This function enables targeted selection of optimal parameter combinations by:

  • Evaluating SMDs for specific pairwise treatment group comparisons,

  • Selecting key covariates to assess balance,

  • Prioritizing matched sample size in selected treatment groups.

By combining these criteria, select_opt() allows you to tailor the optimization output to your study's focus - whether it emphasizes covariate balance in targeted group comparisons or maximizing sample retention for specific subgroups.

Usage

select_opt(
  x,
  smd_groups = NULL,
  smd_variables = NULL,
  smd_type = c("mean", "max"),
  perc_matched = NULL
)

Value

An S3 object of class select_result, containing the filtered and prioritized optimization results.

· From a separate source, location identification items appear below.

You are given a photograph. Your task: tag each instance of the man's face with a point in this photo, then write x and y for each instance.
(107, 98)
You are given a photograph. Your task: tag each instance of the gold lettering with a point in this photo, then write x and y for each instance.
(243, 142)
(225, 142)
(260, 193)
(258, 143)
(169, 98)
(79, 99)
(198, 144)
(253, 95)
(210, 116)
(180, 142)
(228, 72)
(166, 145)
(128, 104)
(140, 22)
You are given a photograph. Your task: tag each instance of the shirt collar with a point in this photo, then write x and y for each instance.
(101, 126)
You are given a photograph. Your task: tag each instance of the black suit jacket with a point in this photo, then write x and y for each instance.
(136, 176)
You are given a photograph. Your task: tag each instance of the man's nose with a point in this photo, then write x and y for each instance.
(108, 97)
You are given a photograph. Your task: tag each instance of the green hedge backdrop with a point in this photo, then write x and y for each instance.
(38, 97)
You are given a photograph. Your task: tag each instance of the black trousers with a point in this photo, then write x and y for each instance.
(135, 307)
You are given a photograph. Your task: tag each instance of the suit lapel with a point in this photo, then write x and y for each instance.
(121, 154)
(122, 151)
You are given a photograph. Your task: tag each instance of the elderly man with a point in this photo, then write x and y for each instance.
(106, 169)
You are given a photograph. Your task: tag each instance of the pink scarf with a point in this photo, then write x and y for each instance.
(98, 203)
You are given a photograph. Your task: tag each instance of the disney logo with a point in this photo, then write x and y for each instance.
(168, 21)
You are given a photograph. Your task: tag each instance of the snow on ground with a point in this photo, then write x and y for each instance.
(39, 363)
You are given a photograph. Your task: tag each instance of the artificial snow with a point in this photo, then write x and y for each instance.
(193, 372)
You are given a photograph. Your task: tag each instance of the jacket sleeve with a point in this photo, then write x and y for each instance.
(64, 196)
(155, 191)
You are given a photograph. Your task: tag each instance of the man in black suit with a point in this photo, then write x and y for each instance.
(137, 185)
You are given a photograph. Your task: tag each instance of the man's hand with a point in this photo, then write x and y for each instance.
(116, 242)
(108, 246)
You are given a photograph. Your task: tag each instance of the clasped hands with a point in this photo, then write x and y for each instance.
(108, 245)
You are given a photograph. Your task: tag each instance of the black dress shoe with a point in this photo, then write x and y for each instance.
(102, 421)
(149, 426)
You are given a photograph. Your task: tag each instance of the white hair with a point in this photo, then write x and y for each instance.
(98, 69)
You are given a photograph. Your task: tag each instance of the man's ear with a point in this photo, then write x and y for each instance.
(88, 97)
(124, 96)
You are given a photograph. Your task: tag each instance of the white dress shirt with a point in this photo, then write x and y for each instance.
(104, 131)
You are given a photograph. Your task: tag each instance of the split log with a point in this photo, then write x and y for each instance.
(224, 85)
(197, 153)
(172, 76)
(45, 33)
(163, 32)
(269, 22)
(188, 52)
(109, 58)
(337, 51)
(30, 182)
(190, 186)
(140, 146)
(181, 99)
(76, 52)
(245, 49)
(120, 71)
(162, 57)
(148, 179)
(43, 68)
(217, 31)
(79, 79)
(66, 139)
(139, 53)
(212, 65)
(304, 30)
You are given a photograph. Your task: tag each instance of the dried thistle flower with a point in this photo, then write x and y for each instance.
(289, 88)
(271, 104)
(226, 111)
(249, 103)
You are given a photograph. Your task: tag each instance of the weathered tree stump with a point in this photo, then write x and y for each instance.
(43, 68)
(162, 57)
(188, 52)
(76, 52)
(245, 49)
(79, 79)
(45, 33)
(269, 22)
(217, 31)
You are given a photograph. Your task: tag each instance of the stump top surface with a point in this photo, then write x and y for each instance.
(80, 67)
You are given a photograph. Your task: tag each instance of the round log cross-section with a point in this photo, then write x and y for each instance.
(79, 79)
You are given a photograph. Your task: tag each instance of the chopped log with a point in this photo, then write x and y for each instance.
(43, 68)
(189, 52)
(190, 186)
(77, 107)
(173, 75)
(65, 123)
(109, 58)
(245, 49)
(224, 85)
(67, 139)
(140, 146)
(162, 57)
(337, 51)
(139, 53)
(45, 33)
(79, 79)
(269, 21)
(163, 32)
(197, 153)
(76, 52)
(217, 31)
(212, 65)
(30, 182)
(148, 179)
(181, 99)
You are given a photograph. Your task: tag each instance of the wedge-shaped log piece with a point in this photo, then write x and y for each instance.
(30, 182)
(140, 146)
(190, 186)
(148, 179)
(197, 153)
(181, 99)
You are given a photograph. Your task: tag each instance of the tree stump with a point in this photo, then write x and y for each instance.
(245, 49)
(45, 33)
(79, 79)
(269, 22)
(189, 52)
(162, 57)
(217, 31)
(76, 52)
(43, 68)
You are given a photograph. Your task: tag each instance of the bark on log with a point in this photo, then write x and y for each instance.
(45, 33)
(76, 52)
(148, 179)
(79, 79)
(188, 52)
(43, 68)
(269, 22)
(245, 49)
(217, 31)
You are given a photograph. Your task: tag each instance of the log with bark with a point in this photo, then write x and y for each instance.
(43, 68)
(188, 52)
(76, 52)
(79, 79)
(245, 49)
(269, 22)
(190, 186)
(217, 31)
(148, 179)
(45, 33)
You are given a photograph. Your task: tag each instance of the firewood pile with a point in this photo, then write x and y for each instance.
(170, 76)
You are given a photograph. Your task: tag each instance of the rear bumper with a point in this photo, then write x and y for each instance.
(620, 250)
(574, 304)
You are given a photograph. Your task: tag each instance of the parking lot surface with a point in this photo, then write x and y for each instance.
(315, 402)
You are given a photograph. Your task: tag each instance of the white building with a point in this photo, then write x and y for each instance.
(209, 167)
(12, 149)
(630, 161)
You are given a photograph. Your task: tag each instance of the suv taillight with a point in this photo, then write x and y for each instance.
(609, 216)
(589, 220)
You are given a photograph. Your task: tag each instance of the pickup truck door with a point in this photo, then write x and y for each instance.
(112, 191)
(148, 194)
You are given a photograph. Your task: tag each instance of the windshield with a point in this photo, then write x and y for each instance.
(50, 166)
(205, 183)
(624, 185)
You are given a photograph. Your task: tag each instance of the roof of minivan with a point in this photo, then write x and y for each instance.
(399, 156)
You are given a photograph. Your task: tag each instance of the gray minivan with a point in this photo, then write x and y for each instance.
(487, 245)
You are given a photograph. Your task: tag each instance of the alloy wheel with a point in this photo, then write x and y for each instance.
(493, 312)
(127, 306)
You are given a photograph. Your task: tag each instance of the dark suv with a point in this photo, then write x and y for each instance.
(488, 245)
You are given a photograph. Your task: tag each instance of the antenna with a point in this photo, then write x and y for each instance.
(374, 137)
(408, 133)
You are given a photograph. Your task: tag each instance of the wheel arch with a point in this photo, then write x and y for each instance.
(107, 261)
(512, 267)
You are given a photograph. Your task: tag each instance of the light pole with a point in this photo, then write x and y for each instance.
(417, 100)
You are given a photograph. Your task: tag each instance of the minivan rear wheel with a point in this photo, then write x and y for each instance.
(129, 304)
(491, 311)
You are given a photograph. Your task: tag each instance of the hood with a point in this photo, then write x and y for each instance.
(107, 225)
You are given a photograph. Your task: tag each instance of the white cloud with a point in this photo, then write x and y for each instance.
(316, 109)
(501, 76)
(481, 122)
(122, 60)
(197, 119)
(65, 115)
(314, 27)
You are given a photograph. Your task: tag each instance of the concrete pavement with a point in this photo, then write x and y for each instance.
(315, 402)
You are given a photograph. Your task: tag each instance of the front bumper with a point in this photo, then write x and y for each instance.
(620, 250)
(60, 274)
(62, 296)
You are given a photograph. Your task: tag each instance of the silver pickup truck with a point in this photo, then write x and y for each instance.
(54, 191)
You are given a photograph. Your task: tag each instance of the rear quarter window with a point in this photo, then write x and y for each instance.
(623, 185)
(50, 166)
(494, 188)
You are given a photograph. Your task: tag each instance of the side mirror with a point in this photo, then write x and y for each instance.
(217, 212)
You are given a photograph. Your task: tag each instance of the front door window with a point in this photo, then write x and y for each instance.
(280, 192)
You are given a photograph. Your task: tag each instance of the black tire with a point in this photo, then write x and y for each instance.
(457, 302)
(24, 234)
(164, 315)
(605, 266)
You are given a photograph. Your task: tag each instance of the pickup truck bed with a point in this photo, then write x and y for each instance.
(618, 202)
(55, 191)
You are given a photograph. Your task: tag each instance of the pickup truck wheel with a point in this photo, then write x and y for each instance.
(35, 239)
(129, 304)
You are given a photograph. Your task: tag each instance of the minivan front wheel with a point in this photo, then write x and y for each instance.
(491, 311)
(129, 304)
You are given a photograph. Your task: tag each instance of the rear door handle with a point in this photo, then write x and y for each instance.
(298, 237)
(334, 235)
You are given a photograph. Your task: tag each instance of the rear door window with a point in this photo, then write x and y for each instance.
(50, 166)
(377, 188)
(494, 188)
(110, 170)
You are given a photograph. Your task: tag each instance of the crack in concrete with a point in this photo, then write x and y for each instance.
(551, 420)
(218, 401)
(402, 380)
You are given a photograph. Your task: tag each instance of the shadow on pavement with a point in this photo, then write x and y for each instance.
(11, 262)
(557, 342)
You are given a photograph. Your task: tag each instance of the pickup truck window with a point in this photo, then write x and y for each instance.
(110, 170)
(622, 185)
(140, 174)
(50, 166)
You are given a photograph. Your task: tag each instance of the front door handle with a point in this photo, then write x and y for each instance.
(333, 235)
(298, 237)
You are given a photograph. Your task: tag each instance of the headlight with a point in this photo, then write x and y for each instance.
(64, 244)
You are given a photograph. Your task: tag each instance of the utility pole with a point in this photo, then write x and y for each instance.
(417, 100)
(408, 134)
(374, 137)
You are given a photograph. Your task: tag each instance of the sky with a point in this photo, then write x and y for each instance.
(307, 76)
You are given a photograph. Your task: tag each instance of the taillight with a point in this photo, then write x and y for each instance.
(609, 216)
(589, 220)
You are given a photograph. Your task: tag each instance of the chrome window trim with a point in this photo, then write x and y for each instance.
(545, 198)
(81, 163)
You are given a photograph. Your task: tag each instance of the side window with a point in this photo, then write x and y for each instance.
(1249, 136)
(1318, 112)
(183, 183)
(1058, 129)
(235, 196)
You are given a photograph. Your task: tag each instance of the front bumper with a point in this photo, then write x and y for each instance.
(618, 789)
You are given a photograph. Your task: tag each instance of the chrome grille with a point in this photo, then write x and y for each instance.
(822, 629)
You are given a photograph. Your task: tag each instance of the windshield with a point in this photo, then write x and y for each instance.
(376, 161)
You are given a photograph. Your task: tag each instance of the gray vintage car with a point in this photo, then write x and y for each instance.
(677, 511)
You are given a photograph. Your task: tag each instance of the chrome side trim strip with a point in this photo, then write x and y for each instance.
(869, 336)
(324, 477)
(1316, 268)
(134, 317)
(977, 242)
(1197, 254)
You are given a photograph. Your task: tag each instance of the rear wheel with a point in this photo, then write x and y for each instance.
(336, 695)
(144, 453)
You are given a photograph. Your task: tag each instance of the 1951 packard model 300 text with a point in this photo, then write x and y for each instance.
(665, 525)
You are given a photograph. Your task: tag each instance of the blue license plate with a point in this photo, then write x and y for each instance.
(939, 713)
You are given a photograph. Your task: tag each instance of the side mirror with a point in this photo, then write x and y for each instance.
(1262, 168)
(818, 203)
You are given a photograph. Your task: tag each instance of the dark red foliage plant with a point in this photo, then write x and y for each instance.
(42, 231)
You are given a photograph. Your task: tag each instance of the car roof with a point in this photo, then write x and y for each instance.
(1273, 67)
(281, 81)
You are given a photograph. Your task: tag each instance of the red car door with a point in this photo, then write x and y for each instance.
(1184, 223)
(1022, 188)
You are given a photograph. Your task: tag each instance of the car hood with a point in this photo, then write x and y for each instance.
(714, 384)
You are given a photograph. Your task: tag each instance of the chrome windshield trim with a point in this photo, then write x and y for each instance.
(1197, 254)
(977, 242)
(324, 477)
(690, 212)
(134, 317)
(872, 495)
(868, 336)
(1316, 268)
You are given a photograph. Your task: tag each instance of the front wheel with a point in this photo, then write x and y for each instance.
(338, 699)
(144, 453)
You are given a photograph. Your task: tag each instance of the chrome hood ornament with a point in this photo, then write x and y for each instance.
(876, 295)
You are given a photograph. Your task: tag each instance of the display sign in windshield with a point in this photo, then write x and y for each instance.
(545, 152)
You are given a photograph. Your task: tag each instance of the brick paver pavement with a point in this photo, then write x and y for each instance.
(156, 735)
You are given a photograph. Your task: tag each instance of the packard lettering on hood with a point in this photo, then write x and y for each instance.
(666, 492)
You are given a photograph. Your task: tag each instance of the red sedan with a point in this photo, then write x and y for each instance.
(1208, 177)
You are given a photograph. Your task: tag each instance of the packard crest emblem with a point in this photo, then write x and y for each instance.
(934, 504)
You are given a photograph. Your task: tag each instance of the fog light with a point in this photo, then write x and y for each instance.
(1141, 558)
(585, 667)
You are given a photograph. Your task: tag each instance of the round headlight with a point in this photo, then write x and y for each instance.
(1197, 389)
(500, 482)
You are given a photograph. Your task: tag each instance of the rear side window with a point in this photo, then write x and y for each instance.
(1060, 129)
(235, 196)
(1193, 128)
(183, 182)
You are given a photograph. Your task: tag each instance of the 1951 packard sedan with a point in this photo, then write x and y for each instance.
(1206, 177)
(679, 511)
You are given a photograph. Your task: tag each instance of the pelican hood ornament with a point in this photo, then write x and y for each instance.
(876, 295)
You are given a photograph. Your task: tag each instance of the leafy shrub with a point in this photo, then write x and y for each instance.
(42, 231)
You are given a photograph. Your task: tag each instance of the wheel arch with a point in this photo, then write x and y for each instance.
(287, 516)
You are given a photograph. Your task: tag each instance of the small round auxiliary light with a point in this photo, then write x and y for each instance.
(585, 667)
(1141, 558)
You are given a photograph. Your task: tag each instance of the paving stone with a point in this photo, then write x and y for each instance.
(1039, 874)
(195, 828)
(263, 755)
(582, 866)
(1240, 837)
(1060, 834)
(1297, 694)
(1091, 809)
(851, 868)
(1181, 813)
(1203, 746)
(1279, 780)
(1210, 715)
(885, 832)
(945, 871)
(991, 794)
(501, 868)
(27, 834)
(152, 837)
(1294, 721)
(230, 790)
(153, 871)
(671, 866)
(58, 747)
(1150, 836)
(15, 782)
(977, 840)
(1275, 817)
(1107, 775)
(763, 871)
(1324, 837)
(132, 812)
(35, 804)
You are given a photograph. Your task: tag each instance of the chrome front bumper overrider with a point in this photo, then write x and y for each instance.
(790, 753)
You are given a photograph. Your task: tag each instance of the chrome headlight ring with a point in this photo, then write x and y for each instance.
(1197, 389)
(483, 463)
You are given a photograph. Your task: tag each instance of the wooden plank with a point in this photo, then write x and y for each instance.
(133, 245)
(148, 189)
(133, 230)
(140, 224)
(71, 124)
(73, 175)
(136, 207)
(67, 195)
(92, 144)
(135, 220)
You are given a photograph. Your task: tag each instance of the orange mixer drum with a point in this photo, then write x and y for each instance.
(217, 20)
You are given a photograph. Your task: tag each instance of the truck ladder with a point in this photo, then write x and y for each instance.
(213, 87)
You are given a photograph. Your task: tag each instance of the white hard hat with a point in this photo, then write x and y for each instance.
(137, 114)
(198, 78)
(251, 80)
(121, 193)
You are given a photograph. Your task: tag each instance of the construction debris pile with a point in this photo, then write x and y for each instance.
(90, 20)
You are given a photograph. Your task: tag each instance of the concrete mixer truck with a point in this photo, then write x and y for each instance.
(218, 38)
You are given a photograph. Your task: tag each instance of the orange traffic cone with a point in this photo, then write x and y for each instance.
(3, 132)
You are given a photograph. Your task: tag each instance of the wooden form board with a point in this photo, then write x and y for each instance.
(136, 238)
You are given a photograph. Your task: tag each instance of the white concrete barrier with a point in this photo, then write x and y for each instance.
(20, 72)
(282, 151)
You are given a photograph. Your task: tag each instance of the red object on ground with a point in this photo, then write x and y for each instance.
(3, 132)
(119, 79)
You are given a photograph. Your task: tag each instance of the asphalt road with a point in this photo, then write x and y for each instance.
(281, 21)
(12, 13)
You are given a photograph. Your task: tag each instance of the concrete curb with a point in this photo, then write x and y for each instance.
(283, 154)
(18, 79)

The object includes:

  • A data.frame with selected parameter combinations and performance metrics.

  • Attribute param_df: A data.frame with full parameter specifications (iter_ID, GPS/matching parameters, etc.), useful for manually refitting or reproducing results.

The object also includes a custom print() method that summarizes:

  • Number of selected combinations per SMD bin

  • Corresponding aggregated SMD (mean or max)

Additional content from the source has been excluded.